Another example of such impact is the Obama Administration’s Clean Power Plan, which the Supreme Court recently put on hold. The plan, which would be implemented by the EPA, would mandate a 750 million metric ton reduction in CO2 emissions through increased regulations on existing power plants, especially coal-fired plants.

A study released by the U.S. Chamber of Commerce last year predicts the environmental mandates in the plan would ultimately cost the United States more than 220,000 jobs.

According to the study, the proposed regulations will have a disproportionate impact on southern states, where energy costs would jump by $6.6 billion per year over the next decade-and-a-half. The “East-South-Central” region of Mississippi, Alabama, Tennessee and Kentucky would see its GDP shrink by an estimated $2.2 billion and would lose 21,400 jobs as a result of the plan.

The President’s Paris Climate accord would not only impact jobs, but it would alter the separation of powers laid out by the Constitution. Contrary to what the President says, his agreement is in fact a treaty: a document that requires ratification by the U.S. Senate.

Obama claims the Paris Agreement is not a treaty because America’s emissions-reduction commitments under it are “non-binding,” but history says that does not matter. For example, our emissions-reduction commitments under a previous Senate-ratified U.N. climate deal ((UNFCCC) are also non-binding, yet no one disputes that it is a treaty.

In a classic example of doublespeak, The administration readily admits that parts of the Agreement are indeed “binding”: the procedural (reporting and monitoring) commitments, just not the substantive (emission-reduction and climate finance) commitments. Additionally, the administration has also expressed willingness to honor “non-binding” elements of the agreement by turning them into binding domestic laws and regulations.

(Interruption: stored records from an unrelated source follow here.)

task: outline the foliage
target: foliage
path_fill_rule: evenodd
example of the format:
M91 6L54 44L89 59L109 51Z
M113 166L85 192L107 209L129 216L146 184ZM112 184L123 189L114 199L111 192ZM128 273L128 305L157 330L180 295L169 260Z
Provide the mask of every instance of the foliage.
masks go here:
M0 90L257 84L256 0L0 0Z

Historically, Presidents have engaged in similar behavior by performing acts known as Executive Agreements (EAs). However, the reason why EAs have been constitutionally permissible is because they can be unilaterally revoked by the next administration. The objectives from the Paris Agreement show that it is designed to be more permanent than precedent allows.

1. Deter the next president, future Congresses, and even courts from overturning the Environmental Protection Agency’s (EPA) so-called Clean Power Plan (CPP) and other climate regulations, including some not yet proposed, by rebranding those policies as “promises” America has made to the world.

2. Pressure future U.S. policy makers to make increasingly “ambitious” emission-reduction pledges—known as Intended Nationally Determined Contributions (INDCs)—every five years starting in 2020, implement those pledges via ever-more stringent regulations, and pony up untold billions in “climate finance”—foreign aid to subsidize “green energy” ventures in developing countries.

3. Make U.S. energy and climate policy increasingly unaccountable to Congress and to the American people, and increasingly beholden to the demands of foreign leaders, multilateral bureaucrats, international pressure groups, and their media allies.

Article II, Section 2 of the U.S. Constitution clearly states, “He [the President] shall have power, by and with the advice and consent of the Senate, to make treaties, provided two thirds of the Senators present concur.” The Paris Climate agreement has not met this legal threshold.

Congress, particularly the Senate, must more carefully guard its rightful power to be the primary driver of policy in the United States. If it fails to do so, Executive Orders and “Executive Agreements” will continue to make the legislative branch merely a ceremonial counterpart to an imperial presidency.